Re: Files with identical SHA1 breaks the repo

2017-03-02 Thread Daniel Shahaf
Garance A Drosehn wrote on Wed, Mar 01, 2017 at 14:48:07 -0500:
> On 1 Mar 2017, at 7:18, Daniel Shahaf wrote:
> 
> > Stefan Sperling wrote on Wed, Mar 01, 2017 at 11:01:40 +0100:
> >> On Tue, Feb 28, 2017 at 10:17:34PM -0600, Greg Stein wrote:
> >>> I really like this idea.
> >>>
> >>> And we could take a copy of APR's sha1 code, and rejigger
> >>> it to perform *both* hashes during the same scan of the
> >>> raw bytes. I would expect the time taken to extend by
> >>> (say) 1.1X rather than a full 2X. The inner loop might
> >>> cost a bit more, but we'd only scan the bytes once. Very
> >>> handy, when you're talking about megabytes in a stream-y
> >>> environment.
> >>>
> >>> (and medium-term, push this dual-sha1 computation back
> >>> into APR)
> >>
> >> The idea is nice and I would support its application.
> >
> > I would not.
> >
> > Using two variants of sha1 is fine for supporting webkit's
> > use-case, or to protect admins from disgruntled employees
> > who commit the known collision to DoS their employer.
> >
> > However, when the attacker model is a competent/resourceful
> > attacker, using two variants of sha1 only increases the
> > attack's complexity by a factor of about 2⁷ ([1, §4.1]),
> > and might in fact cause collisions to be _easier_ to find
> > (since additional state is output).
> >
> > So let's not add a variant of sha1.
> 
> Note that is not a variant of sha1, which implies that it
> is a *different* algorithm.  It's the same algorithm, run
> with two different inputs.
> 
> The paper you reference:
> https://www.iacr.org/archive/crypto2004/31520306/multicollisions.pdf
> 
> is interesting, and some of it might be going over my head.
> However, I'll note that it seems to be about:
> 
>"... unwanted dependencies between two slightly
> different instances of the same hash function"
> 
> That is not what I am suggesting.  I am suggesting to use
> the exact same hash function, but giving the function two
> vastly different collections of data.

I understood what you were suggesting, and it's precisely what the paper
talks about.  Consider the function that takes as input a file (more
accurately: a byte stream) and returns the sha1 of every other word of
that file; that function is a hash function and is a variant of sha1.
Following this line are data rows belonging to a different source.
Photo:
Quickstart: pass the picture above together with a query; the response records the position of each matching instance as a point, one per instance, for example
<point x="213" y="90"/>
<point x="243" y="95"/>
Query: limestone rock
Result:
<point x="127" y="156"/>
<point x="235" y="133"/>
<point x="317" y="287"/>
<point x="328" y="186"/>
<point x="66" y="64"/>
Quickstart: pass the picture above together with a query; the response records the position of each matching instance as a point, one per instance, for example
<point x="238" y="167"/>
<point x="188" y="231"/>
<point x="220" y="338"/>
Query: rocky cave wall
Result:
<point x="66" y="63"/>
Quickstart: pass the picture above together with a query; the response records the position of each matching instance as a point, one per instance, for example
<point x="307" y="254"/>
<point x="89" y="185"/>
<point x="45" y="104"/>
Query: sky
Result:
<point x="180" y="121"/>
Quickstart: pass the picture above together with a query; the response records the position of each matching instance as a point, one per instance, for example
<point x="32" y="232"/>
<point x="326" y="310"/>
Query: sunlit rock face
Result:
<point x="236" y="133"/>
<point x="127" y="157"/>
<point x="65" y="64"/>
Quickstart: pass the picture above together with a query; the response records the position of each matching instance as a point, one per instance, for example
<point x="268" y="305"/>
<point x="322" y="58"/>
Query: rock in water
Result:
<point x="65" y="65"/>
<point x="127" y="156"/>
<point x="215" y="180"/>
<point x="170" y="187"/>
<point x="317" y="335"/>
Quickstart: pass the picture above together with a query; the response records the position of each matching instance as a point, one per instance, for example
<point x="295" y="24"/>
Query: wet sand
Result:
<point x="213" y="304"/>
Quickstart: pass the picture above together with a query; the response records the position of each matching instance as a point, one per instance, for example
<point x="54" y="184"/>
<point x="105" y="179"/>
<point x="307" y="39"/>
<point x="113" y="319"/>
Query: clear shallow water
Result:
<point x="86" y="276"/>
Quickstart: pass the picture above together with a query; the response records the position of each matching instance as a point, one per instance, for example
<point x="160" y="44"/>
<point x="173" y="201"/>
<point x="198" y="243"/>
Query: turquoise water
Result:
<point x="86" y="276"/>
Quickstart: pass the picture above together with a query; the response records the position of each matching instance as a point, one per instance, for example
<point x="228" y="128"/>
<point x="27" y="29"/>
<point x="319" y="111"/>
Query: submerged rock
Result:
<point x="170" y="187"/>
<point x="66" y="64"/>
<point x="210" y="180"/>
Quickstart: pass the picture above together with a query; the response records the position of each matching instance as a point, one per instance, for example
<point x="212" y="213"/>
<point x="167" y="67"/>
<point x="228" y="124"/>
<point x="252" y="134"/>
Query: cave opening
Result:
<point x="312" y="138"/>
In terms of that paper, you can think of F as sha1 and G as "sha1 of
every other word" (or the other way around).

> And not only that,
> but there is an ordering dependency between the two sets of
> data.  It's mighty hard to add data to the first set (the
> entire file) without causing significant disruption in the
> *actual data* that will be fed to the second set.
> 
> I do not see how this extended-sha1 would be easier to break
> than the current sha1, because it includes the current sha1,
> unchanged.

In cryptography, "it appears to be hard" and "I see no way to break it"
don't count: the fact that one does not see an attack, does not mean
that no attack exist.  (Absence of evidence isn't evidence of absence.)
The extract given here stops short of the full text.